Tuesday, March 25, 2014

How To Prepare and Eat a Whole Artichoke

Artichokes were on super sale at Sprouts this past weekend, so I threw one into my cart without having any idea as to how I would prepare it.  
I decided to cook it up on Sunday evening to enjoy with some wine as a nice appetizer before dinner - one last relaxing evening before going back to the real world on Monday!

With a little help from the internet and Pinterest, I settled on a method that seemed doable and tasty.  The process was really simple, and the fresh artichoke tasted delicious.  I will definitely be buying more of them in the future!

I started prepping my artichoke by cutting off the whole stem so that the bottom was flat and I could stand it up.  I then sliced off a good 1-2 inches at the top.  Apparently some people also trim off the little thorns with kitchen scissors so that they don't get poked, but I skipped that step and just decided to be careful.  Once cooked, the thorns soften and don't really pose a threat, anyway.  

I rinsed off the artichoke, rubbed down the top with a slice of lemon, and squeezed a little extra juice in between the leaves.  I heard that this helps to preserve the green color (plus I just love lemon juice).  
Next, I filled a pot with about 2-3 inches of water and added in 2 cloves of garlic, 1 bay leaf, and the juice of half a lemon.
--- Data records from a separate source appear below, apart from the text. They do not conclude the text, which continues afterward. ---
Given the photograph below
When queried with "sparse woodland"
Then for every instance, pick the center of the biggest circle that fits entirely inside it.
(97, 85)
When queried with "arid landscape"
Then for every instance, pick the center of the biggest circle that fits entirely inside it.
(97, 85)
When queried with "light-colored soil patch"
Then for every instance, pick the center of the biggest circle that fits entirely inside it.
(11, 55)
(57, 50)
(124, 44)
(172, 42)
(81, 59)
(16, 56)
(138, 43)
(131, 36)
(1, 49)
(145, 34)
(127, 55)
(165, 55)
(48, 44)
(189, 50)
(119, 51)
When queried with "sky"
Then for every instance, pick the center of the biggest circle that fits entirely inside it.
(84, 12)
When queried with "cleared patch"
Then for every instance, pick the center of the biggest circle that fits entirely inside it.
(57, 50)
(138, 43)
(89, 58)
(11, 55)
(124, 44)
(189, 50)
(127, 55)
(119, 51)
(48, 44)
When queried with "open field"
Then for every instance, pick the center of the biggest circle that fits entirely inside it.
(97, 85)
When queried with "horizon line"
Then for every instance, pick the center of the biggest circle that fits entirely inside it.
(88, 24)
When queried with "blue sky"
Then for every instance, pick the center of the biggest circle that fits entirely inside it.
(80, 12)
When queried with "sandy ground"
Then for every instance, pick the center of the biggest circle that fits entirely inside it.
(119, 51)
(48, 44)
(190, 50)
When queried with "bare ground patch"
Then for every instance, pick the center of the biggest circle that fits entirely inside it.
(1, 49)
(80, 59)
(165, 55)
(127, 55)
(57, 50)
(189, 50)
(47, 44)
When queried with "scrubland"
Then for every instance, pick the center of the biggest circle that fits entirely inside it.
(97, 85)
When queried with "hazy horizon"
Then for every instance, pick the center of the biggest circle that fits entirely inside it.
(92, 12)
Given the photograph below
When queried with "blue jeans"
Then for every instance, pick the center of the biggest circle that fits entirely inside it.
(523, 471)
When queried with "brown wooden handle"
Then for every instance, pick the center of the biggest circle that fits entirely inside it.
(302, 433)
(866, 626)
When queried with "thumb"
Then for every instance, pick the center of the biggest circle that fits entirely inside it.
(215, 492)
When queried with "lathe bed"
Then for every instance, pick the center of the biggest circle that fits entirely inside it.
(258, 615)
I stood the artichoke up in the pot and put on the lid.  Then, I brought the water to a boil and simmered gently for 30 to 40 minutes, until the leaves pulled off easily.  
To eat the artichoke, just pull off the leaves one at a time and use your teeth to scrape off the soft part of the petal.  I made a dipping sauce out of some mayo, balsamic vinegar, lemon juice, and fresh ground pepper.  I didn't really measure but used roughly equal parts of the first three ingredients.  It was so good!  I've also heard of people dipping the leaves in butter, or an olive oil/vinegar combo would probably work well.  
Once all the petals have been removed, use a knife or spoon to scrape out and discard the inedible fuzzy part (called the "choke").
The remaining bottom of the artichoke is the best part - the heart. You can cut it up like a little baby steak, dip it in your sauce, and eat.

I can't wait to make this again!  It was the perfect healthy appetizer.